Ein Besuch auf den Toronto Islands, einer perfekten Sommerfrische auf der anderen Seite der Stadt. Von Jörg Michel
Es ist ein bollenheißer Tag in Toronto. Zwischen den glitzernden Bürotürmen im Börsenviertel steht die Luft, am Eaton Centre flimmern die Bürgersteige, im St. Lawrence Market an der Front Street pusten die Klimanlagen mit aller Kraft. Höchste Zeit also für eine Erfrischung – und die liegt vor der Haustüre.
Raus aus der Stadt ab auf die Toronto Islands
Mit einer Fähre geht es vom Terminal an der Ecke Queen’s Quay und Bay Street in 15 Minuten flugs rüber auf die Toronto Islands, ein paar zerklüfteten Inseln aus Dünen, Gräsern und Wäldern. Ward’s, Algonquin, Hanlan, Centre, Forestry oder Muggs heißen die kleinen Inselchen, die über Stege, Wege und Brücken miteinander verbunden sind und vor der Downtown liegen wie eine sichelförmige Sandbank im Ontario-See.
Die Islands sind Toronto’s populärste Sommerfrische – und eine Oase der Ruhe für Einheimische und Gäste aus aller Welt. Über eine Millonen Menschen machen sich jedes Jahr mit Picknickkörben, Strandtüchern und Sonnencreme auf die Überfahrt – oder sie paddeln mit dem Kajak oder Kanu kurzerhand hinüber.
Spass und Strand: Centre Island
Schon auf dem Wasser sorgt ein frischer Wind für Abkühlung. Vom Fähr-Dock auf Centre Island habe ich einen super Blick zurück auf den CN Tower und die Skyline von Toronto. Auf den Wellen wippen Segelboote und Jachten. Im Park nebenan sitzen Familien mit Kindern unter Bäumen im Schatten und genießen die leichte Brise.
An den Stränden geht es lebhaft zu: Am Hanlan’s Point, einem von nur zwei offiziellen Nacktbadestränden in Kanada, genießen Sonnenanbeter die pure Freiheit. Die Farben des Regenbogens scheinen hier unübersehbar – auch bei 35 Grad plus. Man trifft Hippies beim Yoga, Alt-68er beim Boule, Gay-Pärchen am Strand.

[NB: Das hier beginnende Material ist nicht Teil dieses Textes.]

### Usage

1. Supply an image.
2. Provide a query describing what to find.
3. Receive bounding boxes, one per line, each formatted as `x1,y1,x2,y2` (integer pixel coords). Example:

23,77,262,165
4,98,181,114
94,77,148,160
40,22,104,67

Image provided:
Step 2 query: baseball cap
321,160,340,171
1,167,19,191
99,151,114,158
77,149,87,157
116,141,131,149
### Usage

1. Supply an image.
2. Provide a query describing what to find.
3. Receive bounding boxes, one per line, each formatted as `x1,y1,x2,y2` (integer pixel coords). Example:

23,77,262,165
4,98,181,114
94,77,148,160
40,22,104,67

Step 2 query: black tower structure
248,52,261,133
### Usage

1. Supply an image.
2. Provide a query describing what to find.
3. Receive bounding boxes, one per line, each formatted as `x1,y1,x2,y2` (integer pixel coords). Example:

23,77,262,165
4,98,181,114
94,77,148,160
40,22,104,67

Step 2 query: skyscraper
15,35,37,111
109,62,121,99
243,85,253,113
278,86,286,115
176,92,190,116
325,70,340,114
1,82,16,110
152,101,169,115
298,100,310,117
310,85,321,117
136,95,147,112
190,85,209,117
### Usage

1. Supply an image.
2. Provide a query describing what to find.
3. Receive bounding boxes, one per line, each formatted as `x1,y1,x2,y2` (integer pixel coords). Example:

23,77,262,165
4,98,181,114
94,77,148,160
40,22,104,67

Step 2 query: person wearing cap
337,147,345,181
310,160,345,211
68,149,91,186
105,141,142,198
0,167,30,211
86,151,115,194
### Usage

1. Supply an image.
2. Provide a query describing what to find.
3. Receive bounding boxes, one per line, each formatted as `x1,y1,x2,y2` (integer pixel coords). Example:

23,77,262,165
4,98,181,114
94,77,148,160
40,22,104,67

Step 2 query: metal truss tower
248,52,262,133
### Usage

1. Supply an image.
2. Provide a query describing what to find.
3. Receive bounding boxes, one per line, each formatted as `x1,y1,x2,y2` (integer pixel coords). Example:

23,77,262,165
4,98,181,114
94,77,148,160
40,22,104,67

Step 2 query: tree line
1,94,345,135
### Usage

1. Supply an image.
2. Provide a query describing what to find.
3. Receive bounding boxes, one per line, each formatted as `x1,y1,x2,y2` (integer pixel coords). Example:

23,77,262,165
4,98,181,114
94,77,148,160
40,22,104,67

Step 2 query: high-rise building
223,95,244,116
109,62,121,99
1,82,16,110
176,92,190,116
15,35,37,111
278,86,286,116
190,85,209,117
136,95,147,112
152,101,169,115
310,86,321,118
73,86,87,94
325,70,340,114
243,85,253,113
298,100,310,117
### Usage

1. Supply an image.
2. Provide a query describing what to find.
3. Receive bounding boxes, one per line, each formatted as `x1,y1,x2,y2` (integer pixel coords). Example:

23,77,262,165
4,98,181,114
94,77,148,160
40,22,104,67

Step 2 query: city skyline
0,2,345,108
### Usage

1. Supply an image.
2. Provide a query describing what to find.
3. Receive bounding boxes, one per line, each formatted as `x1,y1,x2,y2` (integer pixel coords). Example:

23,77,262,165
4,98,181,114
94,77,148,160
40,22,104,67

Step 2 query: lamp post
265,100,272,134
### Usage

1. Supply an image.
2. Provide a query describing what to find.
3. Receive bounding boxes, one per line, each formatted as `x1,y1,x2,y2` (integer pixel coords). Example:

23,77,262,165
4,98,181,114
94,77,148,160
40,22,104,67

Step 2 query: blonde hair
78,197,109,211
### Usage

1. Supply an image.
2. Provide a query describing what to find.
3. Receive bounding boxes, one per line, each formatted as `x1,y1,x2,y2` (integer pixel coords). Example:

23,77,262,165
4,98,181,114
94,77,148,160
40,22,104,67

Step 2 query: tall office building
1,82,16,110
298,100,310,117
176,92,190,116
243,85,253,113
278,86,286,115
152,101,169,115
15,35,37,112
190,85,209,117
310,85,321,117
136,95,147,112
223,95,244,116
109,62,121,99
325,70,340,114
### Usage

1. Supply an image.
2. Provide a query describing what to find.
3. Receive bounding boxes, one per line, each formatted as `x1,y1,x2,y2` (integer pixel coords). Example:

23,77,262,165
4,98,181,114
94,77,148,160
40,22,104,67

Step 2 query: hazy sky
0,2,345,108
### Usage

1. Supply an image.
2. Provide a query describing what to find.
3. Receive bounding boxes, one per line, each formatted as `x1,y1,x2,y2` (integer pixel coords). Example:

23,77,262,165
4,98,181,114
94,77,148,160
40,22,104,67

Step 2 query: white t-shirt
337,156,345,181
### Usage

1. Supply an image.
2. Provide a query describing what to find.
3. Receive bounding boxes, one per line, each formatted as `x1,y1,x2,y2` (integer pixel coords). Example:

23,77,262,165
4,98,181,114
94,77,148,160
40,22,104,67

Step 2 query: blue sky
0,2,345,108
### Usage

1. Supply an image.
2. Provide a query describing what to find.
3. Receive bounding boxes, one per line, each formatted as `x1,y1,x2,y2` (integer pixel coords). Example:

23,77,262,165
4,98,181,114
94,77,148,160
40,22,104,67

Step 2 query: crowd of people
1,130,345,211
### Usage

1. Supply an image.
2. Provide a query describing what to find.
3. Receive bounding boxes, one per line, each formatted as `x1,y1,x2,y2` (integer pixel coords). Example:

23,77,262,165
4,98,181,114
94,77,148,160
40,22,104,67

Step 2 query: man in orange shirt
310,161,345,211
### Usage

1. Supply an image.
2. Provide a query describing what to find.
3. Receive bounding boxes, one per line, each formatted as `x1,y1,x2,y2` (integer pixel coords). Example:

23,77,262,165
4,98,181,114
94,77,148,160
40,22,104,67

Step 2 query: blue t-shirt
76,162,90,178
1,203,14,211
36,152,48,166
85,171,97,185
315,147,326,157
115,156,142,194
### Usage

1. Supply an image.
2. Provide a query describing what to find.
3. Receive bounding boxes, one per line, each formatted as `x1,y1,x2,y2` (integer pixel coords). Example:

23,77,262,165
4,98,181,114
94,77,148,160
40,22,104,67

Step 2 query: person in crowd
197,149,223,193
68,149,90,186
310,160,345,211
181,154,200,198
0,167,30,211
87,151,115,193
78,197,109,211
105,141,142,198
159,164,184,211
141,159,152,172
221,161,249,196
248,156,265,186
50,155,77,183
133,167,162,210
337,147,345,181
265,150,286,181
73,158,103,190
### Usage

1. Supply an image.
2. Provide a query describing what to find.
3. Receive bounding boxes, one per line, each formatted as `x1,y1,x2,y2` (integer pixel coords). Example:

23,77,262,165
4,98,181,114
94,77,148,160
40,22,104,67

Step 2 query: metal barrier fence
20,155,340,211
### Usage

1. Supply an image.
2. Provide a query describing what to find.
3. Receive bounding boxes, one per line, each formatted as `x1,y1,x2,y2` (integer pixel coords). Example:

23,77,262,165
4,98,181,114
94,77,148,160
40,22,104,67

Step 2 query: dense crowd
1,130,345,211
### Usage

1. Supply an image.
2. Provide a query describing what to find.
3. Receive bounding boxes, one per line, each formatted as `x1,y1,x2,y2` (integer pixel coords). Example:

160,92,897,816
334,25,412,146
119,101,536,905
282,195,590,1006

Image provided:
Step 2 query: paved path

Kinderfreundlich und trubelig zeigt sich der Manitou Beach auf Centre Island. Ein paar Schritte weiter lockt ein kleiner Vergnügungspark Jung und Alt, inklusive Wasserrutsche, Karussell und einer Achterbahn. In einem Streichelzoo warten Ziegen, Meerschweinchen und Alpaka-Schafe auf Streicheleinheiten.

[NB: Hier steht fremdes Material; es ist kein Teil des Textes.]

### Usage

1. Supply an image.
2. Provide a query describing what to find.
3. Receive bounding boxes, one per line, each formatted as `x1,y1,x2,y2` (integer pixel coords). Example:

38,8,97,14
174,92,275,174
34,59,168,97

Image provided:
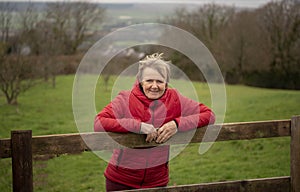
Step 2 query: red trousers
106,178,135,192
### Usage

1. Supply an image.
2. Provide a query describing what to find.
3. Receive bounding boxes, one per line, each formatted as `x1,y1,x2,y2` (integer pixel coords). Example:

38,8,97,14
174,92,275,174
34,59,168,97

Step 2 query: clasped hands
140,121,177,143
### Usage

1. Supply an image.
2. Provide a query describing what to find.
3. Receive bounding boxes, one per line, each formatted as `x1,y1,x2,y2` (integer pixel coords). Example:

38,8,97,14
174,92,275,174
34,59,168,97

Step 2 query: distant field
0,75,300,192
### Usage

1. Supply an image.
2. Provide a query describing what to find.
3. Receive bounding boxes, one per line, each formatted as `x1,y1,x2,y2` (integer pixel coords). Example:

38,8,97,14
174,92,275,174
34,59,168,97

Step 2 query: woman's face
141,68,167,99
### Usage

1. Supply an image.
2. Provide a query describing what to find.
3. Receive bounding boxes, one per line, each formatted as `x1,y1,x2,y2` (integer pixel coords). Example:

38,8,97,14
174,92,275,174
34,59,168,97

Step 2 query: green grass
0,75,300,192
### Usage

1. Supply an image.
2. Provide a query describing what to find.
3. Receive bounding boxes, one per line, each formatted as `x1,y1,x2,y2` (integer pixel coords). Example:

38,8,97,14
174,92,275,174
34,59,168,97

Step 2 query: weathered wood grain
124,177,290,192
0,120,291,158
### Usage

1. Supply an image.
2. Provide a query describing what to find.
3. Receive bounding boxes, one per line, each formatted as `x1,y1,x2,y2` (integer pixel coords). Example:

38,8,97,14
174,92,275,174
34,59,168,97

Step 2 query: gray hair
137,53,171,83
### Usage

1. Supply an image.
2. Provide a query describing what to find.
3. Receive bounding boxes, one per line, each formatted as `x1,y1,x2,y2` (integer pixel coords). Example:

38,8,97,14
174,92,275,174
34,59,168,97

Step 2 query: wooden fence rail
0,116,300,192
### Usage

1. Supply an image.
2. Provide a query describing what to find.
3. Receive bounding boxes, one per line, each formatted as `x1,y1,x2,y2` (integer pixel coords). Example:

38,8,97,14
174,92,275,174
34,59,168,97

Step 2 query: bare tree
0,45,36,104
46,2,105,54
0,3,14,42
260,0,300,88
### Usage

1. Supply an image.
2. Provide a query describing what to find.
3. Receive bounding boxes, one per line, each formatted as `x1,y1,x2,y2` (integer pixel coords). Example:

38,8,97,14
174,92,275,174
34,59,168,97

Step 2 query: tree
0,2,38,104
259,0,300,89
0,43,36,104
46,2,105,54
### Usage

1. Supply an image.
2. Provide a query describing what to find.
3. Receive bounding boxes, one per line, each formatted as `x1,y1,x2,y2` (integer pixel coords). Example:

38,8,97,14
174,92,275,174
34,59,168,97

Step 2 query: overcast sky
0,0,272,7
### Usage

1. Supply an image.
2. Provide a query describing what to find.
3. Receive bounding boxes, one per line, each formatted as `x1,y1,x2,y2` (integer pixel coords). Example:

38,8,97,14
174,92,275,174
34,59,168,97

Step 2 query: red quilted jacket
94,84,215,188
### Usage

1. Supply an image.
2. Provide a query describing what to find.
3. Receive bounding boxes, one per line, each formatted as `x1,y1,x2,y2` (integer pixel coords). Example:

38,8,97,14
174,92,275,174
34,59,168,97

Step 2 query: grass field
0,76,300,192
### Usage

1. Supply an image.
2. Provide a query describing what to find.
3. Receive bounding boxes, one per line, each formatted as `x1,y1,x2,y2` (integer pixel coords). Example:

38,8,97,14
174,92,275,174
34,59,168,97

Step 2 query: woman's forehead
142,67,166,81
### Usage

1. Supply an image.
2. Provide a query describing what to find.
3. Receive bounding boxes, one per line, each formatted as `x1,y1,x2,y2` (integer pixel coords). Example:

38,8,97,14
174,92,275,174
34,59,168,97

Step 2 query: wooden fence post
291,116,300,192
11,130,33,192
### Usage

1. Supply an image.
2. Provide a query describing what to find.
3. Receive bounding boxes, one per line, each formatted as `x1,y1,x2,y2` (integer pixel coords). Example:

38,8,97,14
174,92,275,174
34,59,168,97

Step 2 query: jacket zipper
141,100,157,187
116,149,123,169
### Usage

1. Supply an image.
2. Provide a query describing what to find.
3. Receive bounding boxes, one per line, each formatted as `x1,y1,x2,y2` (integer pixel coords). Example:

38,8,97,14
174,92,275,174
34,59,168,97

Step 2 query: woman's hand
140,123,157,142
156,121,177,143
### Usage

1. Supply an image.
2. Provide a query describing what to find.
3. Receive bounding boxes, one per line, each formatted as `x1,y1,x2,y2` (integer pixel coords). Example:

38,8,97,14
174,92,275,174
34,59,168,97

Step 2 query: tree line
0,2,105,104
0,0,300,104
162,0,300,89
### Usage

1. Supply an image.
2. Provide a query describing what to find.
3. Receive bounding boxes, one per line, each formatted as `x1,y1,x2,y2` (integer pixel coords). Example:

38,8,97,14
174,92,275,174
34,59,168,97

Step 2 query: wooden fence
0,116,300,192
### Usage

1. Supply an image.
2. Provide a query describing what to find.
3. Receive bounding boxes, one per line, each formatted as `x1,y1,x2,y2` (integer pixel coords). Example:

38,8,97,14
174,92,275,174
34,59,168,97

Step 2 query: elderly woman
94,53,215,191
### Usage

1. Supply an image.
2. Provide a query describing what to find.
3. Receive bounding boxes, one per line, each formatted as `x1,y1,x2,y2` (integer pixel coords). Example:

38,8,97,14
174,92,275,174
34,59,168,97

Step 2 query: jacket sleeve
175,93,215,131
94,93,141,133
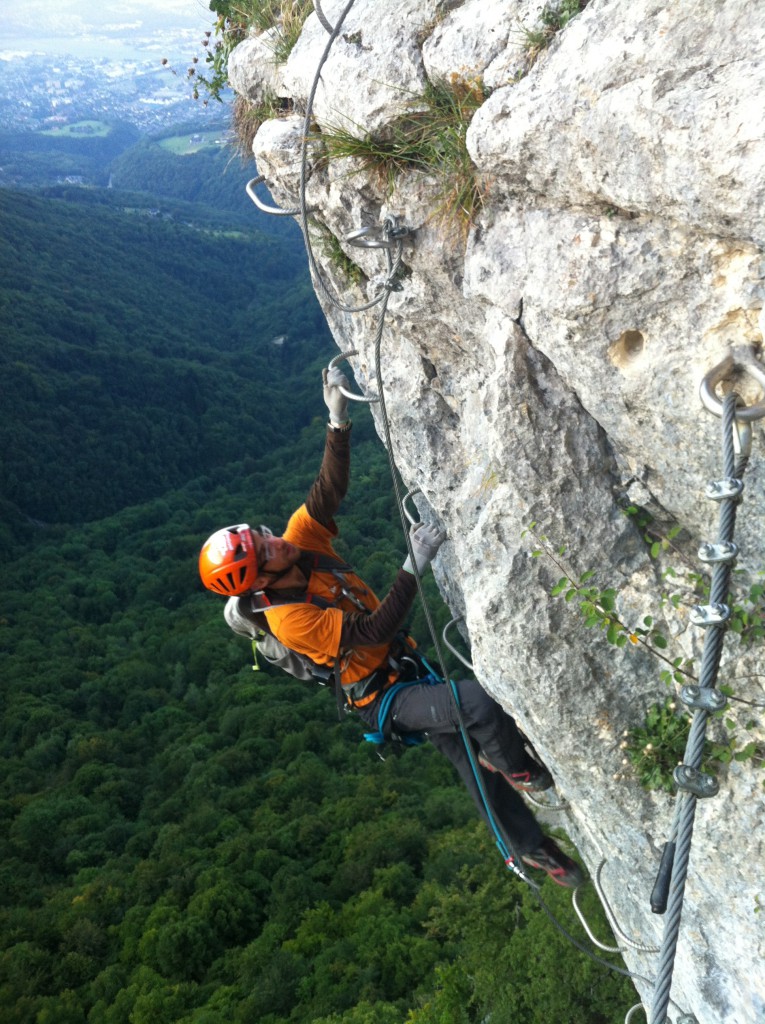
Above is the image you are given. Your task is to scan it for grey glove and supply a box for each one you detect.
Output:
[402,522,447,575]
[322,367,348,427]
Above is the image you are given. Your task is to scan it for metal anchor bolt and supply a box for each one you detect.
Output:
[705,476,743,502]
[688,604,730,627]
[698,541,738,562]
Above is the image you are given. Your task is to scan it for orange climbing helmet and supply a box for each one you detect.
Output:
[200,522,258,597]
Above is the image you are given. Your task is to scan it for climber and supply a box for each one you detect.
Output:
[200,368,583,888]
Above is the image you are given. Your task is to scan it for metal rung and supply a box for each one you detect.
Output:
[245,174,316,217]
[327,348,380,402]
[401,487,422,526]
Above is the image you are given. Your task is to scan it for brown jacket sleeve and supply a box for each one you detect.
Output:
[340,569,417,647]
[305,427,350,534]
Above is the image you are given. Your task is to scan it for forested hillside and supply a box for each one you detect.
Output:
[0,193,634,1024]
[0,189,319,543]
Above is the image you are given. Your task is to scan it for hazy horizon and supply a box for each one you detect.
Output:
[0,0,215,61]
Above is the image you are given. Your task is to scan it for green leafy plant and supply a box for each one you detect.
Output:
[174,0,313,104]
[315,76,485,236]
[313,224,366,285]
[620,697,765,792]
[523,522,695,667]
[521,0,589,67]
[620,699,691,793]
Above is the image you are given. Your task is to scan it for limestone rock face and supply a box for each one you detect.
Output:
[230,0,765,1024]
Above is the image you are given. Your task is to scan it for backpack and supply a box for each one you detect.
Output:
[223,552,369,686]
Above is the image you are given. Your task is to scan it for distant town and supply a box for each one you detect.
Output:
[0,54,227,135]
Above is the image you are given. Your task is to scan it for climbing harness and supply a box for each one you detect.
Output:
[649,356,765,1024]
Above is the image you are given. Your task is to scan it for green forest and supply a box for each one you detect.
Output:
[0,188,636,1024]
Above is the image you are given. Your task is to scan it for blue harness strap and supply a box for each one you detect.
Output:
[364,659,441,746]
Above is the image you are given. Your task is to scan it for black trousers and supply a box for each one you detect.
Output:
[359,679,543,854]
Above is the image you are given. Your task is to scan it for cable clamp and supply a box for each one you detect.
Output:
[672,765,720,800]
[705,476,743,502]
[345,217,409,249]
[680,683,728,712]
[688,603,730,628]
[698,541,738,562]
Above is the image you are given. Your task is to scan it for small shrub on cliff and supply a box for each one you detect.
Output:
[183,0,313,103]
[316,76,485,236]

Klassisch schön: Ward’s Island
Auf Ward’s Island setze ich mich mit einem kühlen Drink ins Island Café auf einen Liegestuhl. Zum Lunch gibt’s Grünkohlsalat mit gerösteten Mandeln. Super frisch! Populär ist auch der Wochenend-Brunch auf der hauseigenen Terrasse mit Blick auf pittoreske Holzhäuschen, üppige Gemüsebeete und grüne Vorgärten.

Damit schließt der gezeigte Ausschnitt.